Cette journée coûte à l’ennemi cinq pièces de canon et 2,000 hommes, dont 1,000 prisonniers. Notre perte est de 10 hommes tués et de 80 blessés, la plupart des escadrons de service, qui ont fait les charges, et des trois escadrons du 20e de dragons, qui ont aussi chargé un carré avec la plus grande intrépidité. Notre perte, légère quant au nombre, a été sensible à l’Empereur, par la blessure grave qu’a reçue le général Letort, son aide de camp, en chargeant à la tête des escadrons de service. Cet officier est de la plus grande distinction. Il a été frappé d’une balle au bas-ventre, et le chirurgien fait craindre que sa blessure ne soit mortelle.
Nous avons trouvé à Charleroi quelques magasins. La joie des Belges ne saurait se décrire. Il y a des villages qui, à la vue de leurs libérateurs, ont formé des danses, et partout c’est un élan qui part du cœur.
Dans le rapport de l’état-major général, on insérera les noms des officiers et soldats qui se sont distingués.
L’Empereur a donné le commandement de la gauche au prince de la Moskova, qui a eu le soir son quartier général aux Quatre-Chemins (Les Quatre-Bras), sur la route de Bruxelles.

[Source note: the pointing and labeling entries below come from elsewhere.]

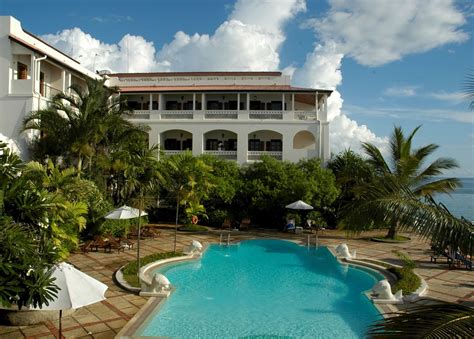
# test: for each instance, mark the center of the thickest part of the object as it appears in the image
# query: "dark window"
(172, 105)
(188, 106)
(22, 70)
(255, 145)
(42, 83)
(212, 144)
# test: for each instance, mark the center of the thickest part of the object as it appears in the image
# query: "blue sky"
(406, 69)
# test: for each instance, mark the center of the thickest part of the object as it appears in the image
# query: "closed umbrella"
(76, 289)
(299, 205)
(127, 212)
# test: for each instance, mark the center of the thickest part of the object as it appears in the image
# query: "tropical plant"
(187, 181)
(271, 184)
(405, 170)
(25, 268)
(80, 125)
(350, 169)
(429, 321)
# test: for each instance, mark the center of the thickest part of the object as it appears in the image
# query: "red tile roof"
(218, 88)
(173, 74)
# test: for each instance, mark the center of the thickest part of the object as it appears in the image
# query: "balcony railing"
(257, 155)
(302, 115)
(266, 115)
(172, 152)
(219, 114)
(176, 114)
(229, 155)
(140, 114)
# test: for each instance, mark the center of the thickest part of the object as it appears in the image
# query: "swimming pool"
(264, 288)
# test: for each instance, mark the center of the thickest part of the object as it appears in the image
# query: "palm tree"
(406, 166)
(78, 125)
(429, 321)
(187, 180)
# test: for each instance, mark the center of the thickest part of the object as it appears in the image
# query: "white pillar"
(150, 105)
(242, 147)
(198, 143)
(316, 104)
(324, 153)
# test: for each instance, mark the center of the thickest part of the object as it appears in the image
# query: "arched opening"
(175, 141)
(221, 143)
(304, 140)
(264, 142)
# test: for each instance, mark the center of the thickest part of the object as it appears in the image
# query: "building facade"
(239, 116)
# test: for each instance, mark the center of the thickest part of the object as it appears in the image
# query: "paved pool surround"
(107, 318)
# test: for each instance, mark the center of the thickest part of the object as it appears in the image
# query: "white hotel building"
(234, 115)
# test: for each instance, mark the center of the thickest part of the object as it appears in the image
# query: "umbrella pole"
(60, 324)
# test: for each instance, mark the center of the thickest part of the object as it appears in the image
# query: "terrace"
(109, 317)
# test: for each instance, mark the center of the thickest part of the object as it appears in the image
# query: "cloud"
(375, 33)
(132, 53)
(414, 113)
(401, 91)
(453, 97)
(112, 18)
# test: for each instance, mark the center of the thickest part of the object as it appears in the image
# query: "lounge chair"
(244, 224)
(227, 224)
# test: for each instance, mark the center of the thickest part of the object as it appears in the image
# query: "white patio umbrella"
(76, 289)
(299, 205)
(127, 212)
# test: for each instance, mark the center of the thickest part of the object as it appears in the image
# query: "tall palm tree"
(78, 124)
(429, 321)
(187, 180)
(408, 167)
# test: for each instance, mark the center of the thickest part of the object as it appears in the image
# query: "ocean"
(461, 202)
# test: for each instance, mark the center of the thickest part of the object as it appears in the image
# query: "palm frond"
(429, 321)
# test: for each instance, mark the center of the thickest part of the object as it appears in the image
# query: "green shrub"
(130, 270)
(192, 228)
(408, 281)
(120, 227)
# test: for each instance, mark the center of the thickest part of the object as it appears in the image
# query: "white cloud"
(401, 91)
(453, 97)
(131, 53)
(414, 113)
(378, 32)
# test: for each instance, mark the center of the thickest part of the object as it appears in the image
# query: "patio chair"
(100, 242)
(86, 246)
(227, 224)
(244, 224)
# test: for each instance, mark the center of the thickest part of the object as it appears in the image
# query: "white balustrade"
(221, 114)
(140, 114)
(305, 115)
(230, 155)
(172, 152)
(257, 155)
(177, 114)
(266, 115)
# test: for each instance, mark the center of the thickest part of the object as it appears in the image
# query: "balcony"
(221, 114)
(276, 115)
(257, 155)
(228, 155)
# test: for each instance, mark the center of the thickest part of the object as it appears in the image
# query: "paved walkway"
(107, 318)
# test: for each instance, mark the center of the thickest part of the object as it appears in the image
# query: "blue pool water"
(265, 288)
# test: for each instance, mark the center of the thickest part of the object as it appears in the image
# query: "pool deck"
(105, 319)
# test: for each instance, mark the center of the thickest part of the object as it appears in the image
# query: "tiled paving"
(107, 318)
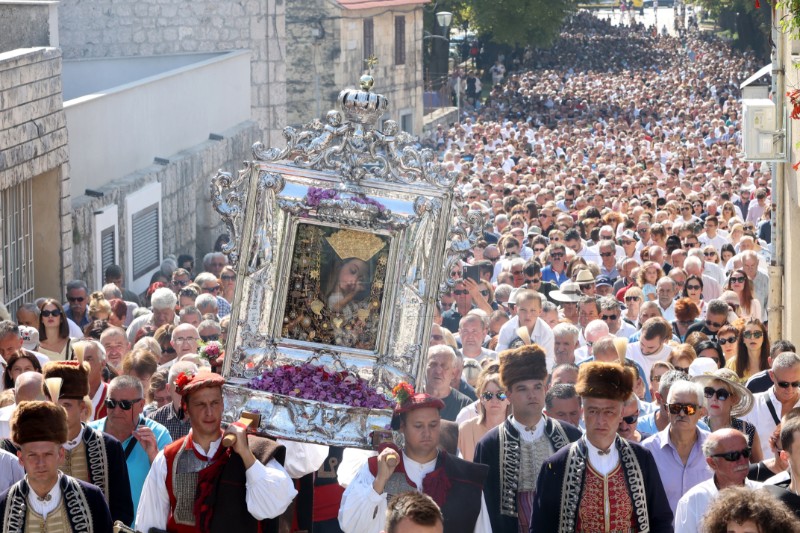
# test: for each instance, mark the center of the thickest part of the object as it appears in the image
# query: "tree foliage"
(520, 22)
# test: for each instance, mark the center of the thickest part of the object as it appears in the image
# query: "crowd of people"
(601, 362)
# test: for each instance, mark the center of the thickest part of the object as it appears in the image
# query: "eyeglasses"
(500, 395)
(734, 456)
(125, 405)
(678, 408)
(721, 394)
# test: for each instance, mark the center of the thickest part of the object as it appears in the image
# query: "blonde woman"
(492, 411)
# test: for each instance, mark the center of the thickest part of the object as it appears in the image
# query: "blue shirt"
(548, 274)
(677, 477)
(138, 462)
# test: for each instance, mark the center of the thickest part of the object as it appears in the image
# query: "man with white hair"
(678, 449)
(95, 355)
(594, 331)
(172, 416)
(472, 330)
(163, 303)
(209, 284)
(566, 341)
(728, 456)
(27, 387)
(438, 374)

Le duc de Trévise, à qui l’Empereur avait donné le commandement de la jeune Garde, est resté à Beaumont, malade d’une sciatique qui l’a forcé de se mettre au lit.
Le 4e corps, commandé par le général Gérard, arrive ce soir à Châtelet. Le général Gérard a rendu compte que le lieutenant général Bourmont, le colonel Clouet et le chef d’escadron Villoutreys ont passé à l’ennemi. Un lieutenant du H6 de chasseurs a également passé à l’ennemi. Le major général a ordonné que ces déserteurs fussent sur-le-champ jugés conformément aux lois.
Rien ne peut peindre le bon esprit et l’ardeur de l’armée. Elle regarde comme un événement heureux la désertion de ce petit nombre de traîtres, qui se démasquent ainsi.